A devotee asked Bhagavan: “How can we say the world that we see directly is unreal?”. Bhagavan replied to him: “The world laughs at you because it says ‘How can you, you who do not know yourself, know the truth of me?’”. The way the jnAni knows the world and the way the ajnAni knows the world are totally different – this will be known by the verse #18. The ajnAni ignores the groundbase-Brahman (adhishTAna-brahman) and cognizes the superposed (Aropitam) names and forms and their differences and takes them as real, thereby imprisoning himself in bondage. For the jnAni however, only the base-brahman manifests. So the jnAni does not incur any bondage.
Thus there are two kinds of ajnAnams in ajnAnis. One is the ignorance known as ‘Ignorance’. The other is the ignorance known as ‘knowledge’. Both these have to be eradicated. It is ignorance to think that one of them should go and the other should remain.
There is another reason for contending that both these are ajnAnam. Both are destroyed at the onset of Self-Realisation. This is the content of the last two lines of this verse.
In other words in the state of Self-Realisation, both these don’t exist.

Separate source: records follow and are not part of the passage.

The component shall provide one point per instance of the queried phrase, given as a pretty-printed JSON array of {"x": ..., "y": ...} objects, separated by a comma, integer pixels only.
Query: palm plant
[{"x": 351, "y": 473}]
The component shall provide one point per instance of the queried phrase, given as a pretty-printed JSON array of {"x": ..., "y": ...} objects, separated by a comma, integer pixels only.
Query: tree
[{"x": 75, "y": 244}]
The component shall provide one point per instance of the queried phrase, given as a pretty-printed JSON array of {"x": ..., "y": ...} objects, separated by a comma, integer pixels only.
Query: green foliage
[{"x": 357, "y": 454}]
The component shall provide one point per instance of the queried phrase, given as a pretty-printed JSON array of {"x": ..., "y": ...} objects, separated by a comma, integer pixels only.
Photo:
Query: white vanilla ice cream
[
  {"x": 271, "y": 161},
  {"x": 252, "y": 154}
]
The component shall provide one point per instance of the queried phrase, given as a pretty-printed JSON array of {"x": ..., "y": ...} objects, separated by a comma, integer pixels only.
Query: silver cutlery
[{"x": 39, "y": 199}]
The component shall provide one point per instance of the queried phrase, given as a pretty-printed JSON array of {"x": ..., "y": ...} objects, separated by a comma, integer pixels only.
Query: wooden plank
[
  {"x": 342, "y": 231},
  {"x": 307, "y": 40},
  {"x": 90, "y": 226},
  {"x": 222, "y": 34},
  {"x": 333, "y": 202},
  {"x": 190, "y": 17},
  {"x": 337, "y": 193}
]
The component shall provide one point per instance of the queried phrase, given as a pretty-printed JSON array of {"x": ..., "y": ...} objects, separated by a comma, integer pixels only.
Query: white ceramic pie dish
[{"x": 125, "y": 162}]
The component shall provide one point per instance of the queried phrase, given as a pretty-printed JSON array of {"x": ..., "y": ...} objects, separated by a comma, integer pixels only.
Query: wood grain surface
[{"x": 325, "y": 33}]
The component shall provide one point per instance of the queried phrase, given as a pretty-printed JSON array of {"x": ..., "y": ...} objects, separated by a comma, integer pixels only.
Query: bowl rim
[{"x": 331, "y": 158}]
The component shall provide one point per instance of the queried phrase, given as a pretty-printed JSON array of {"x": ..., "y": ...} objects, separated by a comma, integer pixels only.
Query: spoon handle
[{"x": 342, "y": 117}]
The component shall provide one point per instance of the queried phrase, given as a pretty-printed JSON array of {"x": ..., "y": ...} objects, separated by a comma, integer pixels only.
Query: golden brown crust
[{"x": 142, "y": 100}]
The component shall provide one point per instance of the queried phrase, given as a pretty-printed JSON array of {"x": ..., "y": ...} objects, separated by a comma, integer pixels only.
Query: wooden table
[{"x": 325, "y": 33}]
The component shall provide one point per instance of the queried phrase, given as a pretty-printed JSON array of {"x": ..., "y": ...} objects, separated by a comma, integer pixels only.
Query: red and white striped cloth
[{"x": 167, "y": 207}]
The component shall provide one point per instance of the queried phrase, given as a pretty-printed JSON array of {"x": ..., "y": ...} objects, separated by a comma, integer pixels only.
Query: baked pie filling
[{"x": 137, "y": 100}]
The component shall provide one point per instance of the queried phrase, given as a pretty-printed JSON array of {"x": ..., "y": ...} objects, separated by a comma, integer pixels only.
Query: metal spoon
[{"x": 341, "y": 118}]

In the text, the word ‘ayal’ which means ‘foreign’ has two interpretations. Ignorance is the opposite of Knowledge, is one. The other meaning is: ‘It is the known that is thought of as distinct from the knower’. The mind which takes the place of knower and the known worldly matter which is manifested by it — the source for both is the Ego. And its Truth goes back to the Atman.